Il sound è ancora quello tipico della musica folk con chitarre acustiche che incontrano pianoforte, violino, organi e altri strumenti, ma qualcosa è cambiato: il focus infatti non è tanto nel testo o nella storia ma più nelle suggestioni che l’unione di musica e parole sono capaci di provocare.
This Wild Willing rappresenta un decisivo passo in avanti nella carriera “post-Once” di Hansard, che resta comunque fortemente legato alle sue radici irlandesi seguendo ritmi a volte leggeri ma sempre tendenti all’ipnotico, a volte struggenti che culminano in vere e proprie esplosioni come in Fool’s Game. Proprio questa è una delle canzoni più riuscite del disco: il racconto di Glen è dolce e delicato ma è l’aggiunta, sul finale, della voce di Aida Shahghasemi a rendere il tutto incantevole. L’artista iraniana infatti, come ha raccontato lo stesso Hansard, durante una delle registrazioni è passata dal suonare le percussioni al cantare un ghazal (componimento poetico) del celebre poeta persiano Rumi. Il risultato è un momento magico, come un’epifania.
It’s a speeding train
Beating through the pouring rain
With no way to slow or stop it
And the tracks are broken
E così l’album continua, e la sua seconda parte sembra più intima della prima. Tracce come Weight of the World, Who’s Gonna Be Your Baby Now e Leave a Light, sono un mix vincente di innovazione e nuovi suoni mentre Brother’s Keeper segue una melodia che ricorda quelle esecuzioni dal vivo fatte da un amico particolarmente bravo nell’arpeggio, così come Mary, che vanta però un’aggiunta di note dal tocco mediorientale.

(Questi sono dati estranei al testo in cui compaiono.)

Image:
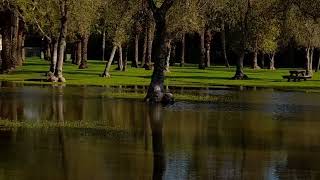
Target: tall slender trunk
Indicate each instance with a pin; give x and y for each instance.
(183, 49)
(120, 61)
(136, 52)
(263, 60)
(150, 44)
(23, 49)
(125, 59)
(318, 65)
(156, 92)
(202, 63)
(255, 65)
(47, 54)
(208, 40)
(54, 58)
(103, 44)
(223, 44)
(173, 54)
(14, 39)
(20, 43)
(239, 71)
(309, 58)
(84, 52)
(62, 40)
(272, 67)
(65, 55)
(168, 56)
(6, 50)
(145, 47)
(108, 65)
(78, 52)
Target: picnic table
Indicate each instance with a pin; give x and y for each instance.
(297, 75)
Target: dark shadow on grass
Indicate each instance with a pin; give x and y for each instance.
(35, 64)
(206, 77)
(26, 72)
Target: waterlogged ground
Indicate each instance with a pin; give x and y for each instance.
(80, 133)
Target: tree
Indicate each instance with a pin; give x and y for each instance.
(83, 16)
(304, 27)
(156, 88)
(12, 28)
(119, 20)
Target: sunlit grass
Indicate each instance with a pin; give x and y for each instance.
(34, 70)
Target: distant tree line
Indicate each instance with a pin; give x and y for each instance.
(247, 29)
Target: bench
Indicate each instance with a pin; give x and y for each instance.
(296, 78)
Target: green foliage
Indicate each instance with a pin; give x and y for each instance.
(118, 18)
(189, 76)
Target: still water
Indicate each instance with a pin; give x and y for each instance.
(251, 134)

A colpire non sono solo le diverse sperimentazioni sonore che pervadono il disco, che in effetti è stato inciso a Parigi ed è frutto di diverse collaborazioni tra cui quella con i fratelli iraniani Khoshravesh, ma è anche la capacità di seguire un racconto non convenzionale, giocando anche sulla durata dei pezzi, tanto che molti superano i 4 minuti.

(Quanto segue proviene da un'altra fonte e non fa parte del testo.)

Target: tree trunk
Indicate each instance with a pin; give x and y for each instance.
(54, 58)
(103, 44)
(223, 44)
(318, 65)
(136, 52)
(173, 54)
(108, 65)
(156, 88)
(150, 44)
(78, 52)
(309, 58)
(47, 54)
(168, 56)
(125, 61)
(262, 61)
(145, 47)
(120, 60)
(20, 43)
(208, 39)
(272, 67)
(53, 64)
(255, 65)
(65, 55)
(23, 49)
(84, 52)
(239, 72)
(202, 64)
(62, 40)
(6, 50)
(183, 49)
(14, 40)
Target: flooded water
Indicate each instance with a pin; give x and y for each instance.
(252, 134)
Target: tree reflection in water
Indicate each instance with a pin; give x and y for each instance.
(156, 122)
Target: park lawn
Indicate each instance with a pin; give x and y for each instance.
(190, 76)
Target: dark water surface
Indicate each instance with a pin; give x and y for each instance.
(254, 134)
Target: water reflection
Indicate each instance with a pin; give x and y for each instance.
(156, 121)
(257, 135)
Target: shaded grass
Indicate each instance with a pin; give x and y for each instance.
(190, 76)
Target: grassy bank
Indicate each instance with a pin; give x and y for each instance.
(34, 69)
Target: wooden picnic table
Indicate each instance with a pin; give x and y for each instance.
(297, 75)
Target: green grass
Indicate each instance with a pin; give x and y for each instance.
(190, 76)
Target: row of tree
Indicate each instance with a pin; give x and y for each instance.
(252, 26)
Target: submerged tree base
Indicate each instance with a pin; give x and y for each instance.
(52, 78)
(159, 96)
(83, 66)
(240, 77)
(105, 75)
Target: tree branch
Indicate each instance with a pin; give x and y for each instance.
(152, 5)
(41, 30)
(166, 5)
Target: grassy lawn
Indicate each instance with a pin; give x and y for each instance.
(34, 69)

E proprio Good Life of Song, il penultimo brano, è il più lungo nella durata e racconta una voglia di rivincita con una chitarra acustica accarezzata in modo accattivante ed armonie che diventano complete grazie all’intervento di pianoforte, flauto arioso e fisarmonica. I molteplici arrangiamenti si fondono perfettamente per mettere a fuoco ogni strumento ed è difficile non lasciarsi trasportare dalla bellezza e dalla tranquillità di questo puro talento per poco più di sette minuti.
La voce di Glen Hansard è così rasserenante che nell’ascolto di questo disco sembra quasi di trovare riparo dal caos vorticoso che a volte si scatena nella nostra testa e nella nostra vita. E se queste 12 tracce non dovessero riuscire a scacciare del tutto la confusione, possono senza dubbio renderla dannatamente piacevole.